INJURIES AND DAMAGES
North American Review 281.4
America West September 1996
The first thing that occurred to Willy and me when we saw those big chunks of plaster all over Willy's bed and the exposed wooden lathes in the ceiling was, wow, what a piece of luck that it happened when nobody was home and not when Willy was in the bed either copping Zs or engaged in a carnal encounter with his new wife, the sweet Rowena, because the ceiling falling in on them like that, the entire damn ceiling of their East 9th Street tenement apartment bedroom coming loose like that, could have done them serious harm and cost them a considerable sum for medical attention, money they didn't have at the moment even for far happier purposes.
The second thing that occurred to us was, boy, if Willy and/or Rowena had happened to be in bed at the time of the ceiling collapse, and if they survived the event (which was, after all, highly likely), then, boy, would they have some case against the vicious, venal, wholly unprincipled landlord who kept his buildings in such appalling condition while undoubtedly sucking up single malt scotches and wolfing down pink slabs of rare roast beef in pricey East side boites surrounded by fawning chorus girls. The idea blossomed like a giant flower. Jesus, what a lawsuit! Struggling artist and bride, nascent Michelangelo and consort, struck down by treacherous ceiling, grievous wounds, future fear of ceilings, many fruitful avenues of legal attack, huge sums in settlement!
The third thing we thought of was, wow, it was really too bad in a way, almost bad luck in a sense, that neither Willy nor the sweet Rowena was in bed at the time, not that Willy would have wished the slightest harm upon the sweet etc., not in a million years. But if they had happened to be in bed at the exact moment when the ceiling declared its independence, (and God knows they were certainly putting in the sack time, the marriage being only a few months old), why then they could very probably have turned a good scare and some mild bruising into something splendid like a million dollar judgment that would have kept Willy in burnt sienna and rose madder for a lifetime, while also providing the leisure to apply them.
And the fourth thing that occurred to us was this: no one knew whether Willy and/or the sweet etc. happened to be in that bed or not when the ceiling decided to take a dive.
Okay, so the fifth thing was pretty obvious. The fifth thing was, hey, why not just say Willy was in the bed at the time, and this was followed quickly by the sixth thing, actually a cluster of thoughts around the realization that to go after the kind of settlement Willy had in mind, to build a strong, credible case, it was going to be necessary to...well...to bang Willy around some. `No pain, no gain' was the essence of number six, and I have to tell you it caused Willy some noticeable anxiety even though he agreed with the logic and rational supporting this particular number.

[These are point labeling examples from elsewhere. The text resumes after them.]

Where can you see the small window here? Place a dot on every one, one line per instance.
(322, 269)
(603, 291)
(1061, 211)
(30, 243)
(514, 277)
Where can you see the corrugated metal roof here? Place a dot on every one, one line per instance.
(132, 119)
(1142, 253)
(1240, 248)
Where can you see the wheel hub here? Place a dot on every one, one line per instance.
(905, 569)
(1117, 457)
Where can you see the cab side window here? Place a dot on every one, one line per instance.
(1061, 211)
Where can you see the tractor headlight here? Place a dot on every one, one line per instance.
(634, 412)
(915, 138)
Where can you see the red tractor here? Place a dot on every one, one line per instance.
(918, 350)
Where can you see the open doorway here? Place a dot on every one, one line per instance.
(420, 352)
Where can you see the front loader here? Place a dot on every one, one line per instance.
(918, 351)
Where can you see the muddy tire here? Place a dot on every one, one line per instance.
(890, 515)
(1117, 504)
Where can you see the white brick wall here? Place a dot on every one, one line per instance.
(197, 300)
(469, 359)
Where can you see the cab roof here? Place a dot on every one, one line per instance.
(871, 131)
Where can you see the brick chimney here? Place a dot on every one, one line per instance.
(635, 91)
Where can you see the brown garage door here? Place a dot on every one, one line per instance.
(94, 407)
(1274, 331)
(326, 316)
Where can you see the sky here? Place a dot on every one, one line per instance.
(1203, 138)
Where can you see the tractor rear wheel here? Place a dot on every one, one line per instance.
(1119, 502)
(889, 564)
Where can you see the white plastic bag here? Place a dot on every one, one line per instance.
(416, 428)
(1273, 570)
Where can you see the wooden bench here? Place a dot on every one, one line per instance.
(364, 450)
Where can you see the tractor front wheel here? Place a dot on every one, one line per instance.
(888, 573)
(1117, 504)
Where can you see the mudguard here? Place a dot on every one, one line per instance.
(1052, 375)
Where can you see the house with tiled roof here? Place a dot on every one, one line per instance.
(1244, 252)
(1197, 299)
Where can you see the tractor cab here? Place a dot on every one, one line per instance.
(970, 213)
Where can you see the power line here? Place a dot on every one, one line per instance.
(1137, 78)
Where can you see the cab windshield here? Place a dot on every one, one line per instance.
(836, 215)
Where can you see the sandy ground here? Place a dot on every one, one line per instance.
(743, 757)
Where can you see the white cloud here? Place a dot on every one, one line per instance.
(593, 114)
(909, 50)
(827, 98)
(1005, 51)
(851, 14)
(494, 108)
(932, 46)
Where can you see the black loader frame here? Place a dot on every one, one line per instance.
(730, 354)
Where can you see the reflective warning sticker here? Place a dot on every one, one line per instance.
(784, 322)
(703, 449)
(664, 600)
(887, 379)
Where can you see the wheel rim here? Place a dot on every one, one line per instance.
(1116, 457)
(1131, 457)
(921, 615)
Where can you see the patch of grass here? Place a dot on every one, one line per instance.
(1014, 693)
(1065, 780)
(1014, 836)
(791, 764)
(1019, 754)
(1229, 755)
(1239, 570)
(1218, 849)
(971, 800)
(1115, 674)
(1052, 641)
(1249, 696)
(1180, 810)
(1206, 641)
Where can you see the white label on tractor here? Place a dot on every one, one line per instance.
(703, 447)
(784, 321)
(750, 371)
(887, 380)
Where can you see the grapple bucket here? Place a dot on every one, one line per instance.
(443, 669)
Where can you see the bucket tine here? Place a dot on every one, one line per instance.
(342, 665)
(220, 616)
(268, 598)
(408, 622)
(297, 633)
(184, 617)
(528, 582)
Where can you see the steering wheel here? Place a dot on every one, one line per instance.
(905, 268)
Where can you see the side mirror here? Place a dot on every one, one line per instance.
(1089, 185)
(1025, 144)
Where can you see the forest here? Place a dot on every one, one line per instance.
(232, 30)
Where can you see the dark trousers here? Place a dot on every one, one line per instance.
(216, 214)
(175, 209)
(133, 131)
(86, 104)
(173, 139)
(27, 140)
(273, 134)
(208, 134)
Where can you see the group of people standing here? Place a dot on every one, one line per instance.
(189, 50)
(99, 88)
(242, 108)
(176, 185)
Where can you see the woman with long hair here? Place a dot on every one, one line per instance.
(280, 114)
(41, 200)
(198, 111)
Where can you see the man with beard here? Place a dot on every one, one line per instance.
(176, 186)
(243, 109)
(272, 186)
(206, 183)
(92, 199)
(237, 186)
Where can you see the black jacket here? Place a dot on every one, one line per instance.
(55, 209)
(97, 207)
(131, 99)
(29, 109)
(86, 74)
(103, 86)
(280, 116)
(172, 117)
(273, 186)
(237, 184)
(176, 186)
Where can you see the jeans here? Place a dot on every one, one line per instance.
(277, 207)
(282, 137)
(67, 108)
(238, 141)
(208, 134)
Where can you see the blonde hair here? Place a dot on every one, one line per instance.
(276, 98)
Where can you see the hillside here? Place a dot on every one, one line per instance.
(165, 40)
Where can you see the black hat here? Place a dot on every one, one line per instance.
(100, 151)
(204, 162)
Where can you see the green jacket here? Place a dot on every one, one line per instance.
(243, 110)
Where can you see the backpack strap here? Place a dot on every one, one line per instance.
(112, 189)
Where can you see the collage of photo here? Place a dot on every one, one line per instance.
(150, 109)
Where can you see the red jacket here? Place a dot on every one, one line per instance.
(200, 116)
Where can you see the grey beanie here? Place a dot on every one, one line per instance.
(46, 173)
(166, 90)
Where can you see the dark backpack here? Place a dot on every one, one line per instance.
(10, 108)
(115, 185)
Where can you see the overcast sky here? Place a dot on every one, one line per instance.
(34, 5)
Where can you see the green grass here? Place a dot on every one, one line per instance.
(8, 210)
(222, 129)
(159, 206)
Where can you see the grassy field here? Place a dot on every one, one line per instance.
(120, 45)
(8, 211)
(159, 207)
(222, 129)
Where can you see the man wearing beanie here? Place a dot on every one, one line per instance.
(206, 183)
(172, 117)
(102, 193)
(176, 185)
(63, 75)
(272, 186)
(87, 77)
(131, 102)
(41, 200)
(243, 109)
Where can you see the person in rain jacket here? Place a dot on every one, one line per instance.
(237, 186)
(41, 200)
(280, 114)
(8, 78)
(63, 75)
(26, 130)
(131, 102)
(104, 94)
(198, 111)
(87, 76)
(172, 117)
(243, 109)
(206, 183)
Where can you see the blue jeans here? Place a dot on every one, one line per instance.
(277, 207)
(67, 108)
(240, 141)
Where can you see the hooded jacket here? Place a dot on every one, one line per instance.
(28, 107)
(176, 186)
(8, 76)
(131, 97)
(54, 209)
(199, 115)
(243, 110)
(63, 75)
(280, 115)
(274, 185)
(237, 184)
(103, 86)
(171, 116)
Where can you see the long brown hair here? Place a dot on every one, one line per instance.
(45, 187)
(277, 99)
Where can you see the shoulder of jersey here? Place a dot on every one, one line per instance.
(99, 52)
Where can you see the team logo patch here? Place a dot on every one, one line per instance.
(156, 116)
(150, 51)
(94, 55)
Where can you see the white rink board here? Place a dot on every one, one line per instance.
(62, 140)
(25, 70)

The seventh thing was kind of a debate or negotiation between Willy and me, really a question of degrees, with Willy as you would expect opting for less banging around and me for a tad more, though God knows I took no pleasure at the prospect of wounding my good buddy, whom I cherished. (Okay — total truth now — there was that time a year or so ago when I was chatting up a certified American Beauty Rose at the Old Reliable Bar, blasting every charm bolt I had at this heart stopping honey while entertaining dark bestial thoughts in the back corridors of my mind. I excused myself to hit the head, where I ran into a small line, and by the time I got back Willy had slithered up next to her like a snake in heat and damn near snatched away her affections in their entirety).
But this historical reflection I include for the record. It did not affect my judgment, I assure you, which was colored by questions of realism, medical veracity, and size of potential settlement, and eventually Willy and I agreed on the eighth thing, which was an approach to the requisite infliction of injuries whereby he was to lie on the floor on his stomach with his shirt off and I was to mount an adjacent step ladder carrying chunks of the actual fallen plaster and bombard him with these until we achieved some sort of visible results.
The ninth thing was nothing I wish to dwell on — a short, ugly piece of business featuring me flinging megachunks of jagged plaster down on the naked back of my best buddy and him bellowing "OW, OW, OW, OW, OW!" the while.
But only a very short while, for this ill advised and incipiently criminal undertaking was interrupted and indeed curtailed completely by the tenth thing, to wit, the arrival of the sweet Rowena, who walked in on this scene with a facial expression that cannot be described, and once she understood that Willy and I were not engaged in some bizarre and hitherto unsuspected perversion, she moved with unswerving wifely instinct to protect her husband from further assault while simultaneously delivering a spirited diatribe on the felonious nature of fraudulent lawsuits and the limited availability of proper natural light for painting in most prison environments, the latter being a consideration that hadn't even occurred to Willy or me.
Willy healed up within a few days, by which time Rowena professed to see genuine humor in the event.
And I discovered I had finally forgiven Willy completely for his egregious behavior that night at the Old Reliable, that night when we both met that sweet Rowena for the first time.